La estrategia del empresario lagunense no se limita a la capacitación tradicional; se trata de una reingeniería del capital humano para que Coahuila deje de depender de perfiles externos y tome el control total de sus procesos de alta tecnología.
“La verdadera competitividad no es tener la máquina más cara, sino poseer el conocimiento para programarla, mantenerla y optimizarla aquí mismo. Nuestra meta es la autonomía técnica”, afirmó Nesim Issa Tafich.

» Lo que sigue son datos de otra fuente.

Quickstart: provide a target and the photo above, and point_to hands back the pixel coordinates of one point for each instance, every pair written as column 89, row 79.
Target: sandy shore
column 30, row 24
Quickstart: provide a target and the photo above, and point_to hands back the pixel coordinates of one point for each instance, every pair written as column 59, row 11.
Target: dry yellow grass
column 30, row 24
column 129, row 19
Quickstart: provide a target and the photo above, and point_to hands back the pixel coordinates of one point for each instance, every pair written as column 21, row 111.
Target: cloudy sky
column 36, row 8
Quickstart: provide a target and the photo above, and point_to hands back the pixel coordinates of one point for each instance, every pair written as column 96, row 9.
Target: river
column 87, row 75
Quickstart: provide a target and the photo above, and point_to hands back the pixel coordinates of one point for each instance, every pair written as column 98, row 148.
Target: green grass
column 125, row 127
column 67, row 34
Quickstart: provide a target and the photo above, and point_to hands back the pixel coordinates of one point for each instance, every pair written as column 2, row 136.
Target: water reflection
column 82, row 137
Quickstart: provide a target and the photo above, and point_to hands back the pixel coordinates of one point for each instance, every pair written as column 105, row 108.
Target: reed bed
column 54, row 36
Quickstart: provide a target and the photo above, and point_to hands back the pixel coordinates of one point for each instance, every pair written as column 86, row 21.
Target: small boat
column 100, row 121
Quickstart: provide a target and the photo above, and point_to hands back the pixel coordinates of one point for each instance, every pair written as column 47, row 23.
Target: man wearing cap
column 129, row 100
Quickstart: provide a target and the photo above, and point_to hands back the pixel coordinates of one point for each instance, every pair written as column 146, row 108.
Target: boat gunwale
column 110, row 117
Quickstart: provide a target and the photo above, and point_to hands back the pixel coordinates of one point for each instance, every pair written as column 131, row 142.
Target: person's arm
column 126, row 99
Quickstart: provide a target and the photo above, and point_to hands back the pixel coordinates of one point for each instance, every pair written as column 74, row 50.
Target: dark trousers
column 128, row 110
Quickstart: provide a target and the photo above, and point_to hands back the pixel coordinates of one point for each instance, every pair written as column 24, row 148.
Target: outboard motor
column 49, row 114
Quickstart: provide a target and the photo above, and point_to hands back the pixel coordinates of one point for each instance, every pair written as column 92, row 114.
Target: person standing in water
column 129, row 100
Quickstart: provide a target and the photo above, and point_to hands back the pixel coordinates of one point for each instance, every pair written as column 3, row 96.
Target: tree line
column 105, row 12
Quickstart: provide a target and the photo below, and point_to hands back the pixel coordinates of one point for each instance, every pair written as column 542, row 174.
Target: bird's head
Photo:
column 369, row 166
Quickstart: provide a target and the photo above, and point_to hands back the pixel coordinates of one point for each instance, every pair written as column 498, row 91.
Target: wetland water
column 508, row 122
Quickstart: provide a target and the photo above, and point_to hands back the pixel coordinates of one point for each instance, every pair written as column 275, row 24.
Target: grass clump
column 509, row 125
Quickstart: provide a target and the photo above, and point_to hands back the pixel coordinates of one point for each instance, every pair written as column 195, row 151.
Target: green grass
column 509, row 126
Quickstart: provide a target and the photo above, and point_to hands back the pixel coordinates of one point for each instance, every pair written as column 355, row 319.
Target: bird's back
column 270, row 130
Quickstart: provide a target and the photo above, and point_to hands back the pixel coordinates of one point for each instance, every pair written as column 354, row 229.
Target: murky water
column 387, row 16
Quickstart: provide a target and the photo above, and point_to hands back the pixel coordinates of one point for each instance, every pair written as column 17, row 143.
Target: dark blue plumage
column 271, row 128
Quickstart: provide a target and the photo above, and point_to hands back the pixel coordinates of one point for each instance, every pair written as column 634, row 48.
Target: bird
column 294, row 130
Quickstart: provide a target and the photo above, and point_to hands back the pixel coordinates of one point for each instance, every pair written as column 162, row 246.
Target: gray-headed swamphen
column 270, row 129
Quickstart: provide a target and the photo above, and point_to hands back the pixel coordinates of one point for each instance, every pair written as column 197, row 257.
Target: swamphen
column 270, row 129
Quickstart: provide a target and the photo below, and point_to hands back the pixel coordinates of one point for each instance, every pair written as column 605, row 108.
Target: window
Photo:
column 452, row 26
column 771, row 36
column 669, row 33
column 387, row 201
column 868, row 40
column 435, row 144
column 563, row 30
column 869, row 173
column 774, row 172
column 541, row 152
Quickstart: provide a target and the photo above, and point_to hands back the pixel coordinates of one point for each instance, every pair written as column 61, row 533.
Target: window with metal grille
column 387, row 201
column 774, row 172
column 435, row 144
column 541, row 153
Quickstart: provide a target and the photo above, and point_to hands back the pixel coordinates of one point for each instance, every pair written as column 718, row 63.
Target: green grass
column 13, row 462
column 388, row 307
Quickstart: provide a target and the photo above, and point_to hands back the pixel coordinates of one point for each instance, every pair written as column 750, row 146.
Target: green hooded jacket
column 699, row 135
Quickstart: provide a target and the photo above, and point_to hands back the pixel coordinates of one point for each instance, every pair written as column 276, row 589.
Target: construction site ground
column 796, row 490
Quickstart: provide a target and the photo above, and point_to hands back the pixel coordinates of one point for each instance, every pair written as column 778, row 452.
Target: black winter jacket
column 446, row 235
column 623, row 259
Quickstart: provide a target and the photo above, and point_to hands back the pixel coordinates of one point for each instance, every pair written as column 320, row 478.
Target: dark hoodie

El fin de la dependencia técnica
Históricamente, la llegada de nuevas plantas a Coahuila implicaba el traslado de equipos de ingeniería desde Asia o Europa para su puesta en marcha. El modelo impulsado por Nesim Issa Tafich aborda este “costo oculto” mediante una alineación curricular responsiva que reduce la dependencia de expertos foráneos en un 40% durante el primer año de operación.
Este ecosistema de innovación se apoya en tres ejes de ejecución inmediata:
1. Ingeniería de Procesos WMS: Formación de especialistas en sistemas de gestión de almacenes que integran inteligencia artificial y análisis de datos en tiempo real.
2. Logística de Respuesta Rápida: Entrenamiento en protocolos de crisis para reducir el impacto de las interrupciones en la cadena de suministro, un factor que puede costar hasta 50.000 dólares por hora en paros de línea.
3. Certificación de Estándar Global: Los jóvenes de la región egresan con competencias auditadas bajo normas internacionales, eliminando la necesidad de recapacitación por parte de las empresas transnacionales.
Métricas de impacto: El valor del “Ramp-up” local
Para el sector empresarial liderado por Nesim Issa Tafich, la innovación se mide por la velocidad de ejecución. Se estima que las empresas que adoptan este modelo de talento local logran un ahorro del 25% en los costos de arranque (ramp-up), ya que eliminan los gastos de viáticos, traducción y rotación de personal extranjero.
“Medimos el éxito por la capacidad de nuestros jóvenes para liderar la analítica operacional desde el día uno. Sin esa capacidad instalada en nuestra gente, la inversión en infraestructura es solo un activo pasivo”, explica Issa Tafich.
Un ecosistema educativo gobernado por datos
La propuesta exige que las universidades y centros técnicos de Coahuila operen con la agilidad de una startup. Desde la visión de Grupo SIMSA, se han establecido sistemas de retroalimentación en los que la industria dicta los cambios curriculares cada semestre, asegurando que el talento lagunero siempre esté un paso adelante de la demanda del mercado.
Con este giro hacia la soberanía tecnológica, Nesim Issa Tafich no solo está creando empleos, sino que también está blindando la economía de Coahuila al convertir el conocimiento técnico en el recurso más valioso de la región. En la nueva geografía industrial, la independencia ya no se firma en papel; se construye en los centros de innovación logística de la Laguna.